In our study, low educational status of women was associated with a high risk of cardiovascular disease in general. This effect was attenuated in men, but the highest educated group of men still had less risk factors compared to the reference group, specifically, impaired fasting glucose, high triglyceride levels, and smoking, which is consistent with previous studies.11
However, some points need to be discussed in our study.
Firstly, educational status has a different effect on cardiovascular risk factors among men and women. We may suspect employment status as the underlying factor creating this sexual difference, because employment also is considered an important factor influencing cardiovascular risk factors.19)
According to Korean statistics,20)
educational status influences employment more in men than in women. Unfortunately, the results were not changed although adjusting employment status. From a different viewpoint, we used the same cutoff line to classify the educational status in men and women, even though the median year of education was higher in men according to our data. Consequently, the highest educated group of women corresponded to a higher degree of selection compared to that of men, which may have possibly inflated the estimates.
Secondly, there was inconsistency with a previous study,21)
in that the highest educated group was less physically active than the reference group. Our study was limited as a cross-sectional study. The causal relationship between factors cannot be determined, and reverse causality is always a possibility. For example, the highest educated group may be less motivated to exercise due to lower prevalence of other cardiovascular risk factors. Nevertheless, considering the fact that physical activity is beneficial to various medical conditions,17)

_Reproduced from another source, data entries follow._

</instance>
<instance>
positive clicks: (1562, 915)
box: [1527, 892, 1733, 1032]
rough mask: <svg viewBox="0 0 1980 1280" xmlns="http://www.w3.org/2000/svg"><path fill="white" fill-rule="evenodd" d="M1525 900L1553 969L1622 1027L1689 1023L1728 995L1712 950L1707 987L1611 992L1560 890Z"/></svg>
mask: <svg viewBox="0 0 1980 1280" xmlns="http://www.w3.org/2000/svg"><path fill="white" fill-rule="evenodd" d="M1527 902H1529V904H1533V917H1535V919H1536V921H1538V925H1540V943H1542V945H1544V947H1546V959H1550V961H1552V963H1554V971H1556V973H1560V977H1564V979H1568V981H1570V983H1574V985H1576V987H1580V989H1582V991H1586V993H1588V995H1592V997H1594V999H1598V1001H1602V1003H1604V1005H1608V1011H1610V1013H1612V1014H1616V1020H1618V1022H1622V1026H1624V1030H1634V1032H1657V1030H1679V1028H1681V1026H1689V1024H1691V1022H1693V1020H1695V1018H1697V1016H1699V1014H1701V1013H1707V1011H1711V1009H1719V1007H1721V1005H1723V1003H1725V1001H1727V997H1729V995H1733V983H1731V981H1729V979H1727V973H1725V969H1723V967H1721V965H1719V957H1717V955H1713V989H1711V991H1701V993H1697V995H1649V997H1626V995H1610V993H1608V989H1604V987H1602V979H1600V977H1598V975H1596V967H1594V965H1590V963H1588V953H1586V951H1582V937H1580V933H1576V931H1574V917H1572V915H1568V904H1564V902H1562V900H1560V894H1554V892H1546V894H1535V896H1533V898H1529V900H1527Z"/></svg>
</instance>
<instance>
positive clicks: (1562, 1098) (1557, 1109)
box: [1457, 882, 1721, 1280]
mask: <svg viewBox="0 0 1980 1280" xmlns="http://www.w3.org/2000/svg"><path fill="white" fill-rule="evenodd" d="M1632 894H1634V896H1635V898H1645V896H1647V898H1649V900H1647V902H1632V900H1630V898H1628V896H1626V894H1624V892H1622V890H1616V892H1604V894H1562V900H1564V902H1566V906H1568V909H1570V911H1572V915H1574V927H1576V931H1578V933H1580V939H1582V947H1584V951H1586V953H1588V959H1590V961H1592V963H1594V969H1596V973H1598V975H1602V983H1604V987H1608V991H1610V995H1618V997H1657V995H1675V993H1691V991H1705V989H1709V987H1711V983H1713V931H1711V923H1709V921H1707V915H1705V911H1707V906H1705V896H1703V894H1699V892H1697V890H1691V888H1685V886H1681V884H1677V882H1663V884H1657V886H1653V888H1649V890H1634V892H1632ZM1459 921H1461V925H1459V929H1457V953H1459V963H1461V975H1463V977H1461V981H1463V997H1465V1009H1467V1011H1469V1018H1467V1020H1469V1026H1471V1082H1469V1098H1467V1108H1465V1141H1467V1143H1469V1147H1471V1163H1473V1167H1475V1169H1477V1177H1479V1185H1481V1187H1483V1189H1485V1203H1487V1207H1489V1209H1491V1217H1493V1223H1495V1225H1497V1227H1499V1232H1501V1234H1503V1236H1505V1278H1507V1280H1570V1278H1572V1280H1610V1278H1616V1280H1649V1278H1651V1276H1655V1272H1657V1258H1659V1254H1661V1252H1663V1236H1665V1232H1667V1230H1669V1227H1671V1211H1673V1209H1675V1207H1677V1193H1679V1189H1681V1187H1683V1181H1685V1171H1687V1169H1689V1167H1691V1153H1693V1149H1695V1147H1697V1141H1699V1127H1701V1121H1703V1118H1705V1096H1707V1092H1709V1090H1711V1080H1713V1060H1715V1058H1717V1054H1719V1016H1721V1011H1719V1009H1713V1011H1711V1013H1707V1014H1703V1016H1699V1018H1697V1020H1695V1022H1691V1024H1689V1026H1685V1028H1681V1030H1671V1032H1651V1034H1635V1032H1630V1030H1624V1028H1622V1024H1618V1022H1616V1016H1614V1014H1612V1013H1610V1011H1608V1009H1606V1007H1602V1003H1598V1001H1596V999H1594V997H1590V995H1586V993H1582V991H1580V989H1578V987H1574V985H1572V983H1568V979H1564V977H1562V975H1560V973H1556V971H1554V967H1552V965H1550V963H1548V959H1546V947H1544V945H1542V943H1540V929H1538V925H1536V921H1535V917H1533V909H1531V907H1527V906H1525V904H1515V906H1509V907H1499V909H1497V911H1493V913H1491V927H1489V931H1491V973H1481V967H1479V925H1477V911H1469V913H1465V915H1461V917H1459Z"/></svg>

it is undeniable that physical activity in the highest educated group is insufficient.
Regarding care of diabetes mellitus, there were some significant disparities by educational status, and these findings were consistent with a previous study.22)
We observed some differences in treatment in men and achievement of glycemic control in women. However, a consistent difference was apparent in education related to disease. It is already well known that education takes an important role in diabetic care.23)
Although the guidelines recommend that all new patients receive "diabetes self-management education", only fifteen percent of participants answered that they have received diabetic education, and our results suggest that fewer among the lowest educated group receive education about disease. We could assume that the more educated group may have more opportunities to assess microvascular complications through fundus and renal screening. When we adjusted for education about diabetes, although this data was not shown, the association was no longer apparent. It suggests that the major factor to improve care is not educational status, which is an unchangeable factor of the past, but current education about disease.
Concerning exercise, the disparity between groups was minimal compared to the results of cardiovascular risk factors. We can thus assume that the major confounding factor related to exercise may be current disease status, especially diabetes mellitus.
Regarding care of hypertension, more education seemed to lead to better quality of care in men, while this tendency was attenuated in women. In our data, only 5 percent of those who had been previously diagnosed with hypertension reached the target goal of blood pressure without medication. On the contrary, the association between medication use and diabetic control appears to be weak. Our data suggest that the adherence to physician's orders may be more important in hypertension than self-awareness.24
Conclusively, education may have the effect of increasing adherence to physician's orders in men, while decreasing adherence in women, even though the effect appeared to be statistically insignificant.
According to a previous study,26)
these disparities might be associated with a knowledge gap. Misconception that cardiovascular disease is not preventable was frequently shown in less educated people, and this could impede modification of lifestyle and receipt of proper care. High risk and poor care, interacting viciously among the lowest educated group, may be associated with increased mortality.27)
Health care and education about disease provided by educational status are expected to contribute to lower advanced disease and mortality effectively.
Conclusively, we found that there were educational disparities in cardiovascular risk factors and care of hypertension and diabetes mellitus. The disparities were found to be different by gender.